Ye Olde Lady Boner

Even Jesus gets a boner when he thinks about Shakespeare, in both the biblical and platonic sense.

As an English major, I feel as if I am expected to get a lady boner over Shakespeare’s plays and sonnets and poetry. Yes, I do get rather excited whenever I hear the name Richard, or think about Titus Andronicus and meat pies. That’s a God damned given. But my hardness comes not from his words, but from his life.

From the research I have done on Shakebag, I can honestly say that I think the man was an honest to goodness asshole. That being said, I love him more for it. The man didn’t hide the fact that he had issues with marriage – the only successful and not damned creepy relationship in any of his plays is the adulterous love between Antony and Cleopatra – and was assumed to be having affair after affair out in London when his wife was back in the country side. If you belong to the camp that assumes Shakespeare died of syphilis, or an illness related to it, then you must also assume that he was a raging man-whore who possibly used his burgeoning fame to bed random women.

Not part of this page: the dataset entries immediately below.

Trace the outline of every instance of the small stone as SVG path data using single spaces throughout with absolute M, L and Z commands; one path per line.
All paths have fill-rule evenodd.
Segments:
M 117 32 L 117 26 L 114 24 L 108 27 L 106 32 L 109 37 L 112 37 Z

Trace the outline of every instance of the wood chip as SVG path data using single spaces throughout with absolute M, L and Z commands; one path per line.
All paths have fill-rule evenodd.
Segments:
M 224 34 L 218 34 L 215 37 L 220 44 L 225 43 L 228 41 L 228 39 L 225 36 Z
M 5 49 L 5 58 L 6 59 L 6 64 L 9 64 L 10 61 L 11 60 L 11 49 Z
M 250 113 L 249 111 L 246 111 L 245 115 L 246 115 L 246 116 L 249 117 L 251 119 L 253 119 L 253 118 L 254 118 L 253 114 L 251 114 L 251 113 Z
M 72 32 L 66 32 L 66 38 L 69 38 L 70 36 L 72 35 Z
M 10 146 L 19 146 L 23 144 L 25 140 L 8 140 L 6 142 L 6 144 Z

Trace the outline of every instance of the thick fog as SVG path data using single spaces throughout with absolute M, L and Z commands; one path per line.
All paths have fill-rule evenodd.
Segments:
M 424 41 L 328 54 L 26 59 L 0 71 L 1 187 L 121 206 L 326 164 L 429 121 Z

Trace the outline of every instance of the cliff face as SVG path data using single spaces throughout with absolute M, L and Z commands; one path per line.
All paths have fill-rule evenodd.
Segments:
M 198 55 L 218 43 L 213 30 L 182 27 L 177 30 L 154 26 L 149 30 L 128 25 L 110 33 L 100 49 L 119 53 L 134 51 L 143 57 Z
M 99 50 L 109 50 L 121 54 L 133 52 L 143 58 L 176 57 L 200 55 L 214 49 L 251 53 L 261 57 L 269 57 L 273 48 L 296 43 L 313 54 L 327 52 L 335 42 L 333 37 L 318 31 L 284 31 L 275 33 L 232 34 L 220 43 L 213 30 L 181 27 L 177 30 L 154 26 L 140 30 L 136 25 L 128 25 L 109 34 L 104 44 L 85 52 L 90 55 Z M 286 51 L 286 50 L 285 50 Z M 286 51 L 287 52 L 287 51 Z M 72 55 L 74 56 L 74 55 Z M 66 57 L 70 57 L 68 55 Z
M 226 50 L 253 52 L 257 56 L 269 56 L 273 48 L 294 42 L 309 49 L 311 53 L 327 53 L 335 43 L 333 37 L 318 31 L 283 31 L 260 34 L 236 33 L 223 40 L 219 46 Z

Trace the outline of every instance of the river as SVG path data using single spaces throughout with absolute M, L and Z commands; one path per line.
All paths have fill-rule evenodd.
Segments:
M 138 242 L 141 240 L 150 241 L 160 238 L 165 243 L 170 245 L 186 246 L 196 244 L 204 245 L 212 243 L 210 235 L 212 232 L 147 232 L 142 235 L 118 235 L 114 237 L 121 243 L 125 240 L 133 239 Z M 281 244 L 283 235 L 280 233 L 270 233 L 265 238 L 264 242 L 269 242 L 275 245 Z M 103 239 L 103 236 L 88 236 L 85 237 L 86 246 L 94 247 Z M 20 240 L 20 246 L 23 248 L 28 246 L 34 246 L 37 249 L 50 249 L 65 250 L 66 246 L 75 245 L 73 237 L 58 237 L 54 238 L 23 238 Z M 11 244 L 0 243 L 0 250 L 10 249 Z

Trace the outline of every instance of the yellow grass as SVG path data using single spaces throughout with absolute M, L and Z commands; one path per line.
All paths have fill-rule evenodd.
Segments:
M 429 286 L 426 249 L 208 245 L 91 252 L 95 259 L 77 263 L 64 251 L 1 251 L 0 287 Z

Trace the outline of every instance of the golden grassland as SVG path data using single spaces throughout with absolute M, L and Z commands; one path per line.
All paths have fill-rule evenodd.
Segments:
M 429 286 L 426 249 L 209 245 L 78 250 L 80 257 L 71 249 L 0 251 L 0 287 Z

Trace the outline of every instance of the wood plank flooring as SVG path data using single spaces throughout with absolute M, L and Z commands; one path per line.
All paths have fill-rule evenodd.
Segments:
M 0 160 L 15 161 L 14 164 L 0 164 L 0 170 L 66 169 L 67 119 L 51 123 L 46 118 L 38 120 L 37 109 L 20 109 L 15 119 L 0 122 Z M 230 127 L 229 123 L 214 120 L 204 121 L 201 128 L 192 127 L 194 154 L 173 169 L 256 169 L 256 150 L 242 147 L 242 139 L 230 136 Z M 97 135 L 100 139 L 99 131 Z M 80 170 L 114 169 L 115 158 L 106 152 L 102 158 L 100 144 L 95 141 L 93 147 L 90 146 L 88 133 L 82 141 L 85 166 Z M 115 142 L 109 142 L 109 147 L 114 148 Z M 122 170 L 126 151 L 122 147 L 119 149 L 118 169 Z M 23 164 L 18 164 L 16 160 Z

OK, you don’t have to assume that he had a litany of women enter his bedchambers, but he had to get the syph somehow and it sure as hell wasn’t from Anne. Speaking of Anne, one of my horribly anti-feminist, mysoginistic, and down right all time favorite things about Shakespeare was the fact that he had left her out of his first will and testament. The man returned to Stratford from London when he thought he was going to die. He hadn’t returned to his home in the country, even his new place at New Place, until six months before he died.

His first will was written none too long after his return, making is nearly a fact that he thought he was dying. Or going to die rather quickly. Hell, if I had the syph back in the seventeenth century I’d retreat into a hole rather than get into one of those communal mercury baths. Just like good old Willy. Anyway, he had written his first will with absolutely no mention of Anne Shakespeare, nee Hathaway. Common law back in that era stipulated that a wife would always inherit a certain percentage of her dead husband’s estate, unless otherwise noted. William went out of his way to leave all of his most valuable belongings and wealth to his eldest daughter Susanna.

If that’s not a huge FUCK YOU to Anne, then I don’t know what is. The fact that I find this not only amusing but terribly lady boner inducing  should revoke my chick card for an undetermined amount of time. Shakespeare didn’t like his wife, so he stuck it to her. His brazen honesty is definitely worthy of some wood. Not only did he not include her in the first will, he only allotted her a piddly bed in his revised version of the document.

He didn’t die right away after moving into New Place, which is evident by the fact that I kept referring to his will as his first will. It took him a good six months of suffering to fade into nothingness, which gave him ample time to rethink his will or be pushed into revising his will by an outside party. Perhaps Susanna felt badly for her mother and invoked her father’s love of his daughter to get him to change his mind about slighting mother dearest. Who knows? Not I, said the Kateri. But the fact of the matter is, he did change his mind. In the revised document he left Anne his second best bed. Some scholars get all schmoopy and sappy, lovesick and lovestoned by this as it was common for the second best bed in a household to be the marriage bed – the best bed was reserved for guests.

Hell no – I don’t buy that for a moment. I find the attribution of their second best bed, their marriage bed perhaps, to Anne to be an even bigger slight than being ignored all together. She slept alone in that bed for decades, and he likely died in it. Not very fond memories there. And what more useless thing to gain in a will than a bed when the house is promised to someone else?

That’s right, I enjoy the fact that William Shakespeare likely hated his wife. His resentment toward her and marriage is more than understandable. Then again, don’t most men who get trapped into marriages by pregnancies feel a bit of resentment? Here’s to you most likely being a normal human being with normal human feelings and a supernatural gift of words, William Shakespeare. This boner’s for you.

Plus, his portraits are HOT. Look at the GQMF with his earring. Boing!